Down here where I live on the south coast there is a little Landcare group and I know personally how hard it is to maintain the momentum of local effort.
Anyone who has attended a landcare day is aware how hard won every little and big project is. There is the work of grant-writing, then community organising, then planting, watering, mulching and tree guarding. There is always a small core of people in each community who are so dedicated it is hard to understand how their energy and commitment burns. But burn it does.
For all these reasons the singing, the harmonica playing, the enthusiasm of powerful politicians, the presence of hundreds of gleeful rural people inside Parliament House, all on a balmy spring Canberra night left me feeling quietened as I walked across the bridge over Lake Burley Griffin, back to my hotel shortly before midnight.
Where the sublime and the mundane intersect in the context of a national landcare awards night is not so much in all of the individual projects. Rather, on a night like that it is impossible to ignore the fact that little fires of determination to make things better, burn in almost every corner of the continent. All night the audience listened to stories from people who are desperately trying to make their part of the world a bit greener. I reckon there is something sublime and honourable in that – something almost musical.

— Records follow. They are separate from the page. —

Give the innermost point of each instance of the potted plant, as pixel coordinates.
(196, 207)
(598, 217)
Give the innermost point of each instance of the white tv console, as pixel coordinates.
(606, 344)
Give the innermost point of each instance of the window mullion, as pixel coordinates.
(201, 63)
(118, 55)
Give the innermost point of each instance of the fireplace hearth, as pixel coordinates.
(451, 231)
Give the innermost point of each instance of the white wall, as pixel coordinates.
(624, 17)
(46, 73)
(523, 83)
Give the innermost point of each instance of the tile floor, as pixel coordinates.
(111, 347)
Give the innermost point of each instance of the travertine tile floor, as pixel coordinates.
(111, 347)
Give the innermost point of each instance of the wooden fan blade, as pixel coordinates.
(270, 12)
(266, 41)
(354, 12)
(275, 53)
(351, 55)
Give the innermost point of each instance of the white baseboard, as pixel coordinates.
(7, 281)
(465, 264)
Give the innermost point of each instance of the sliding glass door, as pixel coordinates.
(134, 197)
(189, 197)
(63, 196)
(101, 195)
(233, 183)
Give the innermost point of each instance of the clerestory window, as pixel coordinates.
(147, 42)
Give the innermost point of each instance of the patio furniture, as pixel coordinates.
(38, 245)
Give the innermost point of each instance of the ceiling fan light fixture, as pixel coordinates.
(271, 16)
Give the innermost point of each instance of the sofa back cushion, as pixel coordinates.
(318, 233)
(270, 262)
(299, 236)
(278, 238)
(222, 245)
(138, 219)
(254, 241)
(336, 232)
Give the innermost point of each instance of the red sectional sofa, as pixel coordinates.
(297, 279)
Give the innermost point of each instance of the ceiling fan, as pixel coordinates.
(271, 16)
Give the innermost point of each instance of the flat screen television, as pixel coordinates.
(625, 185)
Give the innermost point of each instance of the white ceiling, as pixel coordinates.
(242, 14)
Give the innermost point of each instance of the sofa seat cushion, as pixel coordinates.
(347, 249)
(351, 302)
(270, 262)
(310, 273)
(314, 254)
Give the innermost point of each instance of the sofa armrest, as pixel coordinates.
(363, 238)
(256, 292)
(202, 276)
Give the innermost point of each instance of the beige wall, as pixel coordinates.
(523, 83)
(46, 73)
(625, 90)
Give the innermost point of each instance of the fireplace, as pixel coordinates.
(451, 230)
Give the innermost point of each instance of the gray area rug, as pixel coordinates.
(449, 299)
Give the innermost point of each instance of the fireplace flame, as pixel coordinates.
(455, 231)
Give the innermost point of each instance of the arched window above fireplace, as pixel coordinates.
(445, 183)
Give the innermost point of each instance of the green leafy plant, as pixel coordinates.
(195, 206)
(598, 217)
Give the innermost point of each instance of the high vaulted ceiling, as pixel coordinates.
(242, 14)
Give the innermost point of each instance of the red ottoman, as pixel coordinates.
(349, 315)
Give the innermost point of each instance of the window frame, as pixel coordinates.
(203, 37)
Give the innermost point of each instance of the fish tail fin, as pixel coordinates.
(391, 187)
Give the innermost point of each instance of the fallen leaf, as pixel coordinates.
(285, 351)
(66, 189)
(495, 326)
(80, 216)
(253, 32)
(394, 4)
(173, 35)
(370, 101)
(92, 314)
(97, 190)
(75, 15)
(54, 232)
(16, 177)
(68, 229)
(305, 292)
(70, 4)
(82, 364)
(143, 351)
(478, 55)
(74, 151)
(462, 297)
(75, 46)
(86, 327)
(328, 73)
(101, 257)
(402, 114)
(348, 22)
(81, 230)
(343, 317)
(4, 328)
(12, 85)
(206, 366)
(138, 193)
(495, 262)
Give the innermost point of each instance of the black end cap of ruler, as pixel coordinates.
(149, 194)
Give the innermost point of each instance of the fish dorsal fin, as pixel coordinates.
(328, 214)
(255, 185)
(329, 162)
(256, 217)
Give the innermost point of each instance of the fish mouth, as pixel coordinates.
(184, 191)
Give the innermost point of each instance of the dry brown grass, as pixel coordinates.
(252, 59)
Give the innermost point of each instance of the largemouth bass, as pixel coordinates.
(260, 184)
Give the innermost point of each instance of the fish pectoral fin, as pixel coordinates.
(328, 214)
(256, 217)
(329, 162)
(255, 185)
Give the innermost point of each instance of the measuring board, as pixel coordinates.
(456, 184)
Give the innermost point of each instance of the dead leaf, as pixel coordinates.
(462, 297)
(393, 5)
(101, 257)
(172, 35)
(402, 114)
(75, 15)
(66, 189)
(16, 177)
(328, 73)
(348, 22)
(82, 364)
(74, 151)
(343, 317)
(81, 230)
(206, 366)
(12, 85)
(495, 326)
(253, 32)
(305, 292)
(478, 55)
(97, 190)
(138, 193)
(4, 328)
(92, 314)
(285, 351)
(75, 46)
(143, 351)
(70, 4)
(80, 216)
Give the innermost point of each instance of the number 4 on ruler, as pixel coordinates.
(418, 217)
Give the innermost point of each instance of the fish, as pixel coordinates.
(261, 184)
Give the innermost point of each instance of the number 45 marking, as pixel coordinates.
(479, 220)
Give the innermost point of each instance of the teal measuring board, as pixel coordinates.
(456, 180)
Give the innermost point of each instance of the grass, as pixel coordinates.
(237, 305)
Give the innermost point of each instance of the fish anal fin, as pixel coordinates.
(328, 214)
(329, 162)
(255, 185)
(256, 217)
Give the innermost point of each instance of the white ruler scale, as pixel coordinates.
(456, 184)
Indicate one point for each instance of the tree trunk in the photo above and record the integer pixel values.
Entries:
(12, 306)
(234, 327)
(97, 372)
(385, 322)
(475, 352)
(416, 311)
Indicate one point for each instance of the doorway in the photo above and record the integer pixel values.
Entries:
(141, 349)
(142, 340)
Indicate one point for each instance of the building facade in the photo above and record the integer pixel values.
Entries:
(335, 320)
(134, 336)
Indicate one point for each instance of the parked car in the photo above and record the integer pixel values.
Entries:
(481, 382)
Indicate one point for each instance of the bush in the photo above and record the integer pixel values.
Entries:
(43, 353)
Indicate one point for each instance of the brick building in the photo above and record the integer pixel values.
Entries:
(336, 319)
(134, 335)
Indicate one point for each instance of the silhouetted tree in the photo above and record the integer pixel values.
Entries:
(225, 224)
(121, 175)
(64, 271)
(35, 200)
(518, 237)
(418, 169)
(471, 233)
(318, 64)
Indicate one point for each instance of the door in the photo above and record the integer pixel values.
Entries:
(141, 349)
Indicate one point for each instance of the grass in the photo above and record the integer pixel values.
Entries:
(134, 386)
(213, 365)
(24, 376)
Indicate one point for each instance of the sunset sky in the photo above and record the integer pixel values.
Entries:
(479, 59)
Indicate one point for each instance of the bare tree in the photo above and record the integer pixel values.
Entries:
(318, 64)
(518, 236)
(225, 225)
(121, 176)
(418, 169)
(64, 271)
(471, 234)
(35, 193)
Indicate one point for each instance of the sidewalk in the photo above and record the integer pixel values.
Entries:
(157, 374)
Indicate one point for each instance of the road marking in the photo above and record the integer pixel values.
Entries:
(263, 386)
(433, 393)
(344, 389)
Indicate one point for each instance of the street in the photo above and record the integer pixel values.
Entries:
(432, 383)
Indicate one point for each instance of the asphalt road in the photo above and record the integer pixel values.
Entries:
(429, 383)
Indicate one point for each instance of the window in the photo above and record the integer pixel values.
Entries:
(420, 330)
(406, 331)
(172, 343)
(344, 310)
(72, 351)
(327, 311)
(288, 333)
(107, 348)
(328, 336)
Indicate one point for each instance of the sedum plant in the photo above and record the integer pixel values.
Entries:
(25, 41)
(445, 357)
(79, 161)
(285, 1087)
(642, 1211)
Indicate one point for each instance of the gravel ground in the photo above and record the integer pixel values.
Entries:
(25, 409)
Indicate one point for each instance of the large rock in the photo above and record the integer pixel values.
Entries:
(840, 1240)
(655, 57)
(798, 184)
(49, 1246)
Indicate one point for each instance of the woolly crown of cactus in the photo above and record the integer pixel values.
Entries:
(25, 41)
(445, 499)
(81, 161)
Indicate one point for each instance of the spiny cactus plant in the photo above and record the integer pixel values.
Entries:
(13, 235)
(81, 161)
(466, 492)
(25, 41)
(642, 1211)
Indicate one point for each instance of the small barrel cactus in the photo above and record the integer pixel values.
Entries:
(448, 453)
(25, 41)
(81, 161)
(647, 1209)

Check out the landcare winners, the singers and the harmonica playing…




The Whitlams performing with Jack was amazing – a once in a lifetime performance.
The webcast of the night will be available to re-watch at LandcareHeroes.com from tomorrow.
I agree totally that the locals who are so passionate about regenerating our environs are a wonder to see.
I joined my local group a few years beck and learnt some new and wondrous things from them, such as the black cockatoos-whose screeching send shivers up my spine-needed us to plant some casuarinas for their food source at Hanging rock,and that the local Clyde river estuarine native dolphins were starving from jetski inflicted sonar deafness. I also found out some heinous things form these loyal locals, there are some elements of our community who actively uproot and destroy all the hard work we put in and desire a sea view regardless. It seems the local group has given up their hard yards, because of lack of support from council in these matters. It is a travesty that in this day and Age there are some people who don’t see their inextricable interconnectedness to all natural, growing and living things.sad for them that they are not living life to their full potential, in a harmonious earth- friendly way.